The platform was founded by Ali Kazmi, originally from Aston, to democratise the investment landscape and improve access for underserved communities. The latest report by Extend Ventures, the non-profit research and finance platform, revealed that between 2013 and 2023, minority ethnic entrepreneurs received just 9.25% of the total £135 billion invested into UK start-ups.

“Our Aspiring Angels initiative is a rallying cry for change, a call-to-action to address the stark reality that underserved founders face in accessing financial support. As we launch in Birmingham, our mission echoes loud and clear: to break down the barriers that hinder the dreams of talented entrepreneurs that are being continually overlooked.

“Angel Investment is still seen by many as an elite form of funding – millionaires investing into tech companies, rather than real people investing in their local communities. We are bringing together people who have as little as £500 and training them up over the next 6-12 months, with a view to creating 1,000 new angel investors and a pot of half a million that can be invested back into businesses of their choosing. To change the way that funding is distributed, we have to empower communities to support themselves,” comments Ali.

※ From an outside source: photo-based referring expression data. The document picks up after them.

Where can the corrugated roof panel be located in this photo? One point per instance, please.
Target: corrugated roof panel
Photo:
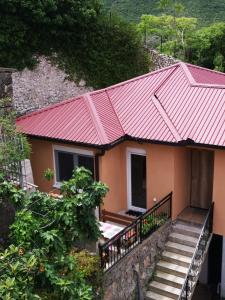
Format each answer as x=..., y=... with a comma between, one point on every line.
x=170, y=105
x=206, y=76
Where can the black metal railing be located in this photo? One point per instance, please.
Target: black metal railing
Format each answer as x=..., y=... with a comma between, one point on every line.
x=132, y=235
x=198, y=256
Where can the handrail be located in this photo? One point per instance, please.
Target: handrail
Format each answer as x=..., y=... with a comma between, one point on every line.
x=185, y=284
x=153, y=208
x=132, y=235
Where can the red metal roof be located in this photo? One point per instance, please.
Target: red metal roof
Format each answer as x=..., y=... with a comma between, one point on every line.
x=170, y=105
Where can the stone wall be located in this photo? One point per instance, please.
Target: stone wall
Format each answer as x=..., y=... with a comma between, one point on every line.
x=46, y=84
x=159, y=60
x=120, y=281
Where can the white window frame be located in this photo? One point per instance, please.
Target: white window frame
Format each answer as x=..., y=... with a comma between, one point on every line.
x=136, y=151
x=57, y=184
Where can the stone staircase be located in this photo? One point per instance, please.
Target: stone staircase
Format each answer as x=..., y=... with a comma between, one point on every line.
x=172, y=269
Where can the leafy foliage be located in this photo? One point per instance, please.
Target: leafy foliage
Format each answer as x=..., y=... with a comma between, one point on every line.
x=206, y=11
x=206, y=47
x=79, y=38
x=41, y=260
x=173, y=32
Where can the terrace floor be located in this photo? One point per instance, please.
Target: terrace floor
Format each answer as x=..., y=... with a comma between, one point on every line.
x=193, y=215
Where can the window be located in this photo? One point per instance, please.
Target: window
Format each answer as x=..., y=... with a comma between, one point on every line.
x=67, y=161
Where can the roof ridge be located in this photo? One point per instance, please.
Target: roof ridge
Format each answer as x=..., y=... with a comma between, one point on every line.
x=205, y=69
x=134, y=79
x=95, y=119
x=165, y=80
x=194, y=83
x=188, y=74
x=114, y=111
x=166, y=118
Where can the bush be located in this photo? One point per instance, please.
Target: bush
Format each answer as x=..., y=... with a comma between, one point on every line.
x=40, y=261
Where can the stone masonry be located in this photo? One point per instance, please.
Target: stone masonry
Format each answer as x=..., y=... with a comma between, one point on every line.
x=5, y=82
x=120, y=281
x=46, y=84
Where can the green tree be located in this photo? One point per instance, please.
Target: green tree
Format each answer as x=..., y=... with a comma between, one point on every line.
x=76, y=35
x=206, y=47
x=41, y=261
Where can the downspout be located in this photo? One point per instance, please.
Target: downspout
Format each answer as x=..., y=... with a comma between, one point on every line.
x=97, y=155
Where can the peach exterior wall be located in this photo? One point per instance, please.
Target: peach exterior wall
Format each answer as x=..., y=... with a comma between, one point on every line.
x=219, y=192
x=42, y=158
x=168, y=169
x=165, y=173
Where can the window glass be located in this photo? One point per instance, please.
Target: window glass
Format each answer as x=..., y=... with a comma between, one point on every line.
x=138, y=180
x=66, y=162
x=65, y=166
x=87, y=162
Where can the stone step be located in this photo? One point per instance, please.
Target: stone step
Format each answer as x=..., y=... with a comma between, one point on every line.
x=185, y=229
x=164, y=289
x=171, y=268
x=176, y=258
x=155, y=296
x=169, y=279
x=179, y=248
x=183, y=239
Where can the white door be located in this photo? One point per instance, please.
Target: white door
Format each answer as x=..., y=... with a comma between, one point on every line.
x=136, y=179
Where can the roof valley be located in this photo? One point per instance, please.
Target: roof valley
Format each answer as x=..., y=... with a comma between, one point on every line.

The launch of Ethical Equity comes at a poignant time, as the start-up community rallies against the impact of Government’s recent move to increase the financial thresholds of angel investors. Prior to 31 January, anyone in the UK earning more than £100,000 or with net assets of £250,000 was exempt from restrictions on financial promotions. This changed at the start of this month, with the Financial Promotions Order (FPO) increasing thresholds to £170,000 and £430,000 respectively.

“These changes are going to impact all early-stage start-ups, but worse than that, we’re going to see underserved communities – such as women and ethnic minority founders – impacted the most. This move by the Government, yet again, makes early-stage investment for the elite. This is why we’re here working hard to change that landscape,” Ali continues.

Ethical Equity was one of the first ventures to embark on the West Midlands-based SuperTech Seeds pre-accelerator, which takes early-stage start-ups from idea generation to prototype. Now the organisation, which is based in Bristol, is looking at UK expansion and rollout its AI Simulator, a world-first for the angel investment space.

Through the platform, aspiring investors can ‘learn on the job’, creating a mock investment account with a digital wallet to practice private market investments without any risk. Real-life investment opportunities are simulated, giving aspiring angels the chance to see how deals are presented in real-life, practice their decision-making and due diligence skills, and grow their online portfolio.

Ethical Equity’s Birmingham launch took place at Natwest’s Accelerator Hub in Birmingham. The Accelerator programme supports and empowers UK entrepreneurs to scale their businesses to the next level. With 13 nationwide hubs providing one to one coaching, thought leadership events and access to a network of like-minded peers. Sharniya Ferdinand, Enterprise Community Strategy Director, added:

“We are delighted to have supported the Birmingham launch of Ethical Equity’s Aspiring Angels initiative. Breaking down barriers to finance is a key focus from the Centre for Research in Ethnic Minority Entrepreneurship’s (CREME) Time to Change report, which we use to inform our strategy for supporting and engaging with ethnic minority businesses (EMBs). Ethical Equity’s mission to improve the landscape for diverse founders looking to grow aligns closely to our own ambition and we are so excited to see this network grow and for more support to be available for diverse founders.”